By: Michal Kurka
There’s a new major release of H2O, and it’s packed with new features and fixes! Among the big new features in this release, we’ve added RuleFit — an interpretable machine learning algorithm, introduced a new toolbox for model explainability, made Target Encoding work for all classes of problems, and integrated it in our AutoML framework. On the technical side, we improved our Kubernetes integration, improved the performance of the platform, and further improved our XGBoost integration. The release is named after Ernst Zermelo.
New Algorithm: RuleFit
We are happy to add Rulefit to H2O. The Rulefit algorithm combines tree ensembles and linear models to take advantage of both methods: a tree ensemble’s accuracy and a linear model’s interpretability. The general algorithm fits a tree ensemble to the data, builds a rule ensemble by traversing each tree, evaluates the rules on the data to build a rule feature set, and fits a sparse linear model (LASSO) to the rule feature set joined with the original feature set.
Since this is our first offering of the algorithm, a bunch of attractive features are still yet to be added. Stay tuned for more advanced diagnostic tools, extended support of tree ensembles to be used for rule generation, and further algorithm optimizations in the upcoming versions of H2O.
The documentation for Rulefit is available here.
H2O now features a toolkit for Model Explainability.
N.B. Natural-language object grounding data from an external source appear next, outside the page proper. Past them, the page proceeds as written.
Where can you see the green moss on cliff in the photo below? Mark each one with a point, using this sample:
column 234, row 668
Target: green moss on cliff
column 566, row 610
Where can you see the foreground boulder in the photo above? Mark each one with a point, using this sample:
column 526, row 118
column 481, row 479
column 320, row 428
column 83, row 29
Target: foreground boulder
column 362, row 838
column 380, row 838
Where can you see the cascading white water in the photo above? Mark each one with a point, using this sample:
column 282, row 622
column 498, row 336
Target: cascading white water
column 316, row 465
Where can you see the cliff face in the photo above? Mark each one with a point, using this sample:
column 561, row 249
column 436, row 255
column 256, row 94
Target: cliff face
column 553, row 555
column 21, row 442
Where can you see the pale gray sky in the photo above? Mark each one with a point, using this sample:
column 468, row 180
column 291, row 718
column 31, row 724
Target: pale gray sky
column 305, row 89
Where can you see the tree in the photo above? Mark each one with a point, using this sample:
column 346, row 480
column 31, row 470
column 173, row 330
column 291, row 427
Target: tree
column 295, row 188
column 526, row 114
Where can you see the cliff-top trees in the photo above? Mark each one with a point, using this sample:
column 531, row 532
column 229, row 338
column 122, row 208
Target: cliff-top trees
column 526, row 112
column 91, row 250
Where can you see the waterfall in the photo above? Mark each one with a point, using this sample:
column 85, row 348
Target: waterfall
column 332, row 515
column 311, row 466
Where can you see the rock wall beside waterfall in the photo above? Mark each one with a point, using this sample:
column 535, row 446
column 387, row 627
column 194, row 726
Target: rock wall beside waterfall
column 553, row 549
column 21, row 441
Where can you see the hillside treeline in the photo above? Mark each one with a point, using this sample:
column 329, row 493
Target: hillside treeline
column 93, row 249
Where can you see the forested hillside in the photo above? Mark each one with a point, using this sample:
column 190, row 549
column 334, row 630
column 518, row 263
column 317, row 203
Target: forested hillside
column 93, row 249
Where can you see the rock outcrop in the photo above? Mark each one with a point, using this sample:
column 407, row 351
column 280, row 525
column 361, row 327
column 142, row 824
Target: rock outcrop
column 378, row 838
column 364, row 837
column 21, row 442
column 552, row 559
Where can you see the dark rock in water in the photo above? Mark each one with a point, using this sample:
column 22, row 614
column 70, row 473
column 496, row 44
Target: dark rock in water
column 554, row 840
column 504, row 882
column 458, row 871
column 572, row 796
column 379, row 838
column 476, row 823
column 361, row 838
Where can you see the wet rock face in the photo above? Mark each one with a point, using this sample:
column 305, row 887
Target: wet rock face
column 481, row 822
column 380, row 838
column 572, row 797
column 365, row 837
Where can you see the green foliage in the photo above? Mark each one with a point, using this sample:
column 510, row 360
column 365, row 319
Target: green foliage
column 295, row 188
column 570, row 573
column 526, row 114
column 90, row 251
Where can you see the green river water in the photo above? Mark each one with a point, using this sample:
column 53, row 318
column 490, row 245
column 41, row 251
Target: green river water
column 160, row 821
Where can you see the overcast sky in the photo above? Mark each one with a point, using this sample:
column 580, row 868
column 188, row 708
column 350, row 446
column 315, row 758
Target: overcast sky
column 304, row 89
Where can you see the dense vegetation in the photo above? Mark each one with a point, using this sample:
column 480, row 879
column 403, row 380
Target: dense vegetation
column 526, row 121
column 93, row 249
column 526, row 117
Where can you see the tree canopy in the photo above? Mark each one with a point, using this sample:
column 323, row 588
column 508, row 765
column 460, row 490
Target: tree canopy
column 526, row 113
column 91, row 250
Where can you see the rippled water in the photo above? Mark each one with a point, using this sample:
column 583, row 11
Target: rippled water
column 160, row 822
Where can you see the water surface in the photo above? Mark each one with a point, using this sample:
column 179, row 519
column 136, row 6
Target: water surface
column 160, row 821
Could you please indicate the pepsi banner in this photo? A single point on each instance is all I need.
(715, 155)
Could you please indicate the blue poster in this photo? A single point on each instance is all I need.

We provide a simple and automatic interface for a number of new and existing explainability methods and visualizations in H2O. The main functions,
h2o.explain() (for global explanations) and
h2o.explain_row() (for local explanations), work for individual H2O models, a list of models, or an H2O AutoML object. The explain functions generate a list of explanations including individual units of explanation such as a partial dependence (PD) plot or a variable importance plot. Most of the explanations are visual, and the plots may be generated separately by individual utility functions (e.g.
h2o.varimp_heatmap_plot()). Here’s a list of what’s automatically generated for a list of models or an AutoML object:
- Leaderboard (compare all models)
- Confusion Matrix for Leader Model (classification only)
- Residual Analysis for Leader Model (regression only)
- Variable Importance of Top Base (non-Stacked) Model
- Variable Importance Heatmap (compare all non-Stacked models)
- Model Correlation Heatmap (compare all models)
- SHAP Summary of Top Tree-based Model (TreeSHAP)
- Partial Dependence (PD) Multi Plots (compare all models)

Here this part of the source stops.